After entering the ex parte order placing the child in Tas's sole custody, the court was required to expeditiously conduct a custody hearing pursuant to MCL 722.27(1)(c). "[W]hile a trial court has the authority to enter an ex parte interim order concerning parenting time, see MCL 722.27a(12), it may not enter such an order if it also alters the child's established custodial environment without first making the findings required by MCL 722.27(1)(c)." Daly v Ward, 501 Mich. 897, 898; 901 N.W.2d 897 (2017). The court skipped this step, sending the parties first to ADR. Eventually, the FOC referee conducted an evidentiary hearing. But the referee limited the evidence that could be presented, and Tas requested a de novo hearing. When the circuit court conducted a hearing it designated as "de novo," it relied on the truncated hearing conducted by the referee in rendering its factual findings and refused to entertain additional proofs.
Under MCL 552.507(4), if a party timely objects to a referee's recommendation, the circuit court "shall hold a de novo hearing." This Court has interpreted the use of "shall" in statutory language as specifying a mandatory directive. Ellison v Dep't of State, 320 Mich.App. 169, 180; 906 N.W.2d 221 (2017).

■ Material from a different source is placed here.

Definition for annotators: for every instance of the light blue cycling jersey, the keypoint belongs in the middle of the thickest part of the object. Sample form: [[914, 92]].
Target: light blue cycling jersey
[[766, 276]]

This Court has also construed "hearing" as requiring more than mere de novo review of the record created by the referee. See Cochrane v Brown, 234 Mich.App. 129, 132; 592 N.W.2d 123 (1999). The court ultimately may arrive at a new decision "based entirely on the record of a previous hearing, including any memoranda, recommendations, or proposed orders by the referee," MCL 552.507(6)(a), but the court must allow the parties to present live evidence, subject to the restrictions permitted by MCR 3.215(F)(2).
Accordingly, we must remand for a de novo evidentiary hearing regarding the child's custody. At the hearing, the court must reevaluate the child's established custodial environment and the best-interest factors based upon up-to-date information in existence at the time of the evidentiary hearing. The parties may stipulate to the use of prior evidence, and may call new witnesses or recall witnesses who previously testified.
We affirm in part, vacate in part, and remand for further proceedings consistent with this opinion. We do not retain jurisdiction.